Pro-Alito Ads Target Two Senate Dems
Seeking to capitalize on what they believe was Democrats' poor performance during last week's confirmation hearings for Supreme Court nominee Samuel A. Alito Jr., a conservative soft-money group is launching television ads against South Dakota Sen. Tim Johnson and North Dakota Sen. Kent Conrad this week designed to sway the two lawmakers' votes on the nominee and also soften them up for their future reelection races.
The ads, which are being funded by Coalition for Fair Judiciary, will run statewide in both Dakotas and cost the group "six figures" combined, according to Keith Appell, a spokesman for the group. The coalition is a 501(c)(4) group, meaning that it does not need to disclose either its sources of funding or disbursements. Appell's firm -- Creative Response Concepts -- handled the public relations for the Swift Boat Veterans For Truth ads against John Kerry in 2004.
"The strategy of the pro-Alito coalition all along has been to emphasize to red state Democrats that you can either stand with the rest of America or stand with Ted Kennedy," said Appell.
Democrats retort that both Johnson and Conrad voted to confirm John Roberts as Supreme Court chief justice, a vote that gives both men "running room" on Alito, according to one Democratic Party strategist.
The ad targeting Johnson and Conrad was still in production as The Fix went to press with this post, but the content was expected to feature a number of editorial board endorsements for Alito's confirmation followed by a question of whether the two senators stand with their constituents or with Kennedy -- the liberal lion as beloved among Democratic loyalists as he is disdained by the Republican base. Neither Democrat has announced where he stands on Alito's confirmation but both represent states that went overwhelming for President Bush in 2004.
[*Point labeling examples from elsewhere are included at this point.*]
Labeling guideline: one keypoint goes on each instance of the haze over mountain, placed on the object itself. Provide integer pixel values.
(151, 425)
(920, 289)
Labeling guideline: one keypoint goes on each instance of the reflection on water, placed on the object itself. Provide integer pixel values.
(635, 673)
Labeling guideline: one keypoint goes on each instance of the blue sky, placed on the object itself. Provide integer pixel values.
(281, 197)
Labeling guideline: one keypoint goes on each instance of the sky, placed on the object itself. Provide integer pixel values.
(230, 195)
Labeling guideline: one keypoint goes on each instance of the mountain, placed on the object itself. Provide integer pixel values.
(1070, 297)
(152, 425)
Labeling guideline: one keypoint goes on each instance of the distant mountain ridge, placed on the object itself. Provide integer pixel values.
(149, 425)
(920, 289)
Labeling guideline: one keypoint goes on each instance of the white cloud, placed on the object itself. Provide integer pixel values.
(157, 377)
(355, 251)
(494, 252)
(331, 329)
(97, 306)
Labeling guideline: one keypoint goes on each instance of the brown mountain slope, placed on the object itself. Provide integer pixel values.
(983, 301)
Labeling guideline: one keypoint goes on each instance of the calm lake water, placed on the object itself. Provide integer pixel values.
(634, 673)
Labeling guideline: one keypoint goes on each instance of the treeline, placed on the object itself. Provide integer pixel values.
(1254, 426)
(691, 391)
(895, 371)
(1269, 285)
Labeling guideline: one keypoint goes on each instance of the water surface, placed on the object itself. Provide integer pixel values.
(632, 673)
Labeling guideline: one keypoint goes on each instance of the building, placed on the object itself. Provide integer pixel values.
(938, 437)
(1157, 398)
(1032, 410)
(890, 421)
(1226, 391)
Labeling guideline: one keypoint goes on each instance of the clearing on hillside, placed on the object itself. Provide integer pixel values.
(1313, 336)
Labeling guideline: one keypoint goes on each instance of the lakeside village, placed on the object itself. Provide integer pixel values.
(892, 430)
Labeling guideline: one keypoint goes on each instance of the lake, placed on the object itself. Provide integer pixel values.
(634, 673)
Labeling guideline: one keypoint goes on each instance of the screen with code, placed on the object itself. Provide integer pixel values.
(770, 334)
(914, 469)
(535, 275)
Appell characterized the ads -- being produced by Republican media consulting firm Sandler-Innocenzi -- as the "initial phase of a larger campaign," adding: "If liberals like Ted Kennedy continue to make this an election year issue, this campaign will expand much larger and wider." Other states mentioned as potential targets include Arkansas (Sens. Blanche Lincoln and Mark Pryor) and Florida (Sen. Bill Nelson is up for reelection this year).
A high-level Republican operative, who was granted anonymity to speak freely about the strategic goals behind the ads, said they are backed by a belief that Democrats mishandled the Alito confirmation and in doing so have created a political opening for the GOP.
"Democrats have an enormous vulnerability there," said the operative. "The reality of what they did -- at the beck and call of liberal interest groups -- is unacceptable to the vast majority of voters in red America."
The source added that the blueprint being used against Conrad and Johnson is born of the success of a similar strategy used against then Senate Minority Leader Tom Daschle (D) in the run-up to his 2004 reelection race. In that contest, a bevy of conservative interest groups ran ads on and off for several years painting Daschle as the chief obstructionist to Bush's legislative priorities in an attempt to weaken him in a state that voted for Bush by a 60 percent to 38 percent margin in 2004.
Daschle went on to lose to John Thune by 3,000 vote margin, a victory Republicans credit to their extended campaign to paint him outside of the state's mainstream.
Steve Hildebrand, Daschle's campaign manager in 2004, argued that the ads from outside groups had little effect on the ultimate outcome. "If they actually think that's why he lost, they can keep up those attacks," said Hildebrand.
Conrad is up for reelection in November but faces no major Republican opponent after the party failed to lure Gov. John Hoeven (R) into the contest. Johnson will stand for reelection in 2008 after surviving a near-death political experience against Thune in 2002.